La “Storia della filosofia del linguaggio”, uno dei  libri più attesi e di maggior successo di Coseriu,  è il risultato di una serie di lezioni tenute a Tübingen nel 1968-69 e nel 1970-71. Più che una storia, è un grande dialogo con i filosofi da cui si delinea la sua riflessione. “Per Coseriu i suoi libri sono sempre stati null’altro che il precipitato, quasi occasionale e provvisorio, di un pensiero sempre in divenire che non smetteva di interrogare e interrogarsi”.
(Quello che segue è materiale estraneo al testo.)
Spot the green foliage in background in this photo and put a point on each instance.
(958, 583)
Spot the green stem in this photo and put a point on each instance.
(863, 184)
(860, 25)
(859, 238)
Dopo una parte introduttiva volta a legittimare, sui sentieri di Heidegger, ma anche di Humboldt e di Hegel, la domanda filosofica sul linguaggio, Coseriu accompagna il lettore in una esplorazione affascinante che comincia nella Grecia di Platone. I capitoli su Aristotele, su Leibniz e su Vico sono senza dubbio i momenti culminanti; celebre è la critica a Chomsky.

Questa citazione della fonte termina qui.